Ein 13-jähriger Junge hat seine Familie vor der Küste Westaustraliens gerettet. Austin schwamm vier Kilometer durch raue See ans Ufer, um Hilfe zu holen, nachdem seine Mutter und seine beiden jüngeren Geschwister auf Kajaks und Paddelbrettern abgetrieben waren. Die Familie verbrachte rund zehn Stunden im Wasser, bevor ein Rettungshubschrauber sie 14 Kilometer von der Küste entfernt fand.

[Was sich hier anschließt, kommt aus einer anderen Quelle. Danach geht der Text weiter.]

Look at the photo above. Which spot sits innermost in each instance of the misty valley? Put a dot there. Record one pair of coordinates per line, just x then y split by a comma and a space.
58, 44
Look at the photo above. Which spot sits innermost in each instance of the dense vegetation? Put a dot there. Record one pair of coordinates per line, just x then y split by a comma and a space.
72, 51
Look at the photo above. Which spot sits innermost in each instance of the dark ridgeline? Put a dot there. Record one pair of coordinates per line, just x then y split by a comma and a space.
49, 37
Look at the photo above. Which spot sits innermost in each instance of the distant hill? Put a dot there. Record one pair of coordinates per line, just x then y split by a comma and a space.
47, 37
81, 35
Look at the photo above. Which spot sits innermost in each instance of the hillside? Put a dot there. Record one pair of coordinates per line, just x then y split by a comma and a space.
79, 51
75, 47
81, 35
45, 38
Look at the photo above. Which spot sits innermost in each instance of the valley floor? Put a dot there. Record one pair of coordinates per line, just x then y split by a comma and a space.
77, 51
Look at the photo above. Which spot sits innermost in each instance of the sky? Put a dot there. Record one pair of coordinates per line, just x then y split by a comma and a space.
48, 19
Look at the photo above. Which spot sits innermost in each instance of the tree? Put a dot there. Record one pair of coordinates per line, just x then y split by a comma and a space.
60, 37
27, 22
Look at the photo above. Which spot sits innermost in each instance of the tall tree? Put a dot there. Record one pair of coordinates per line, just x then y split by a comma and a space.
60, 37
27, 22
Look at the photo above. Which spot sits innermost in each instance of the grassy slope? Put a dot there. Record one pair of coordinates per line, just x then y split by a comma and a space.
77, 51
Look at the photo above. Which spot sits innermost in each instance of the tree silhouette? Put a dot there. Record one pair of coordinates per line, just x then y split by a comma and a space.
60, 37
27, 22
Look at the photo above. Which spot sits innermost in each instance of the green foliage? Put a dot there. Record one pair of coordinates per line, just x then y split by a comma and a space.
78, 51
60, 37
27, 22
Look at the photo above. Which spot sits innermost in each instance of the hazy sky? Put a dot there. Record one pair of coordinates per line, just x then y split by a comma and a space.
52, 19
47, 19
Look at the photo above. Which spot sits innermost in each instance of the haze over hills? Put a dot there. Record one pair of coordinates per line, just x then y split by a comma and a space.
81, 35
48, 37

Die Familie aus Perth hatte am Freitag mittags Kajaks und Paddelbretter gemietet. Raue See und starke Winde trieben sie aufs offene Meer hinaus. Mutter Joanne Appelbee (47) schickte ihren ältesten Sohn als letzte Rettung los. Sie konnte die beiden jüngeren Kinder, zwölf und acht Jahre alt, nicht allein zurücklassen.



Kampf ums Überleben

Austin startete in einem aufblasbaren Kajak, das jedoch Wasser zog. Er musste es aufgeben. Auch seine Schwimmweste legte er ab, weil sie ihn beim Schwimmen behinderte. «Ich habe immer nur gedacht: "Schwimm einfach weiter, schwimm einfach weiter"», erklärte der Teenager.

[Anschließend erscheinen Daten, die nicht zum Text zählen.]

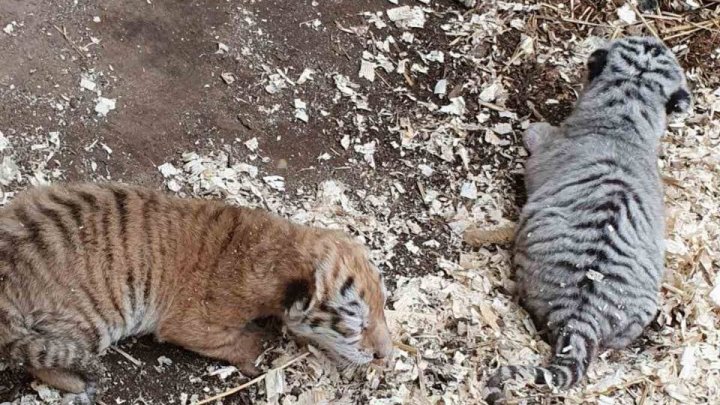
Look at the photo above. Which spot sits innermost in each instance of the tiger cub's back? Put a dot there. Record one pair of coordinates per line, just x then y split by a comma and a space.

Gegen 18 Uhr erreichte Austin das Ufer und alarmierte die Behörden. Zweieinhalb Stunden später entdeckte ein Rettungshubschrauber seine Mutter und Geschwister. Sie hatten zu diesem Zeitpunkt bereits etwa zehn Stunden im Wasser ausgeharrt.

Lob für jungen Retter

Polizeiinspektor James Bradley würdigte Austins Einsatz: «Seine Entschlossenheit und sein Mut haben letztlich das Leben seiner Mutter und seiner Geschwister gerettet.» Alle vier Familienmitglieder wurden nach der Rettung medizinisch untersucht. Ein Krankenhausaufenthalt war nicht nötig.